Les marrons du continent ont connu d’autres destins. Il faut tout
d’abord saluer les travaux de Richard et de Sally Price, qui,
depuis près de trente-cinq ans, mènent des recherches
sur les marrons du Suriname. Leur travaux constituent une somme, tant
du point de vue de l’histoire, patiemment reconstituée,
que de la sociologie et de l’anthropologie. Car il est bien certain
que dans le marronnage, ce qui est en jeu est bien une vision de l’humanité.
L’ouvrage publié aux éditions Vents
d’ailleurs est une synthèse de ces travaux.
Il est aussi le signe d’un investissement et d’un regard
différent posé par la direction régionale des affaires
culturelles de Guyane, qui a apporté son soutien à ce
projet, qui ouvre une collection intitulée « Culture en
Guyane ». C’est ainsi reconnaître que les peuples
marrons participent de cette culture, au delà du caractère
paradoxal de cette affirmation. Car le marronnage est en effet fondé
sur le refus même de l’économie plantationnaire :
fuyant cet espace, souvent peu de temps après leur arrivée,
les esclaves, d’origines et de cultures diverses, se sont regroupés,
ont refondé des groupes, des peuples, s’enfonçant
plus avant dans la forêt dès lors que les colons les pourchassaient,
traitant avec eux lorsque cela était possible. Peuples différents,
aux formes d’organisation sociale distinctes : Aluku, Saramaka,
Ndyuka et Paramaka, chacun de ces peuples est suivi dans son histoire
mouvementée, et qui ne fut pas sans obstacles.

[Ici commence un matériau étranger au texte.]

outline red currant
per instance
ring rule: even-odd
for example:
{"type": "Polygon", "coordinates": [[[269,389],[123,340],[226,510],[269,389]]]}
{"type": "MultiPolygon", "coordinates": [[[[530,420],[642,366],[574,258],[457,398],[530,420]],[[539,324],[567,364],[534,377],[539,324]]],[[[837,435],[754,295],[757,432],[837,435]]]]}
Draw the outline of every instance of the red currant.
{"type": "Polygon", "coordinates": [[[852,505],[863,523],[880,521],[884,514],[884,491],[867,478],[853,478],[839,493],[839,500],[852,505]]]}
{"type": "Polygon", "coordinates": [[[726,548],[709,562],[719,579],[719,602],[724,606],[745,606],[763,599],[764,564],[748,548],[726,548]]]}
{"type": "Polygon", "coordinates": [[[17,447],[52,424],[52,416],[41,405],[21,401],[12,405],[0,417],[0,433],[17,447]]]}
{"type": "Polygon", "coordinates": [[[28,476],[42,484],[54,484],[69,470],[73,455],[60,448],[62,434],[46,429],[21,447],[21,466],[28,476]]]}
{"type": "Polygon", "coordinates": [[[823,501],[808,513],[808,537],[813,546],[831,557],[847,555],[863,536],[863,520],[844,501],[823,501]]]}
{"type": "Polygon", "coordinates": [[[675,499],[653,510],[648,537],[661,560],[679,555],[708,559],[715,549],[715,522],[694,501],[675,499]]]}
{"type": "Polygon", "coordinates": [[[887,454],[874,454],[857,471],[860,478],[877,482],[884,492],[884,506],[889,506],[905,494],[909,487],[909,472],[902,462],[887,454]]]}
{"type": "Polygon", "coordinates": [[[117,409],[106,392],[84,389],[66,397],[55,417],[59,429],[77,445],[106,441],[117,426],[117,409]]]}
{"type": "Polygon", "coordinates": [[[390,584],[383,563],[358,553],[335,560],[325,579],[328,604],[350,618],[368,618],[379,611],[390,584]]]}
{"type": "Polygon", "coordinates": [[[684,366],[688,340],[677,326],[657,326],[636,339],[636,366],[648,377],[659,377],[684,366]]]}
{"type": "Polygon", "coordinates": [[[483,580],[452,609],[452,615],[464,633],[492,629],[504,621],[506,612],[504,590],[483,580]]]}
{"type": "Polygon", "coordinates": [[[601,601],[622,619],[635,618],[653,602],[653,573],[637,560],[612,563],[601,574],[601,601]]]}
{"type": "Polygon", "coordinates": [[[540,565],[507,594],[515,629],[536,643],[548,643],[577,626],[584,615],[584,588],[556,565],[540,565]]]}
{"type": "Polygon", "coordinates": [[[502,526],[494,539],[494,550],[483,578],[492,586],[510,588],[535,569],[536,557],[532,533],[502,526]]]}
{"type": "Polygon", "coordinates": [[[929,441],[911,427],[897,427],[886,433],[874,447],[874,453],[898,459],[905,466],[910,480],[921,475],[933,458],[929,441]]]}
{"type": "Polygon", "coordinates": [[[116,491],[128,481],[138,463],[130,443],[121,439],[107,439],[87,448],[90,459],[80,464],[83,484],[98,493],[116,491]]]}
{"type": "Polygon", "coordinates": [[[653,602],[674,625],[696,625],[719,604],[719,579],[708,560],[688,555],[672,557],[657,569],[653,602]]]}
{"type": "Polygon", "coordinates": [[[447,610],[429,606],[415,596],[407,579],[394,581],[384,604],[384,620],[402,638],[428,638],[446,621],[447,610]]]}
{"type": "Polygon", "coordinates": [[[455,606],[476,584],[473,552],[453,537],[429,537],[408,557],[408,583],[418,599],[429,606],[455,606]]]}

Les conditions actuelles de la présence des marrons, et la répartition
sociale de leurs activités au sein de la société
guyanaise constituent la seconde partie de l’ouvrage. On voit
combien, depuis les temps de la « folie de l’or »,
les conditions de vie ont grandement été modifiées,
et que la modernisation rapide de la société a affecté
les mode de vie. Pourtant, richement doté d’illustrations
elles-mêmes soigneusement commentées, le livre montre aussi
la vivacité artisanale et artistique de ces cultures : les sculptures
délicates, comme les tissages, témoignent encore de leur
prégnance, liée aux cultes anciens et à certaines
traditions, qui, bien souvent, rappellent encore l’arrachage initial
à la terre natale et la nécessité d’une fondation.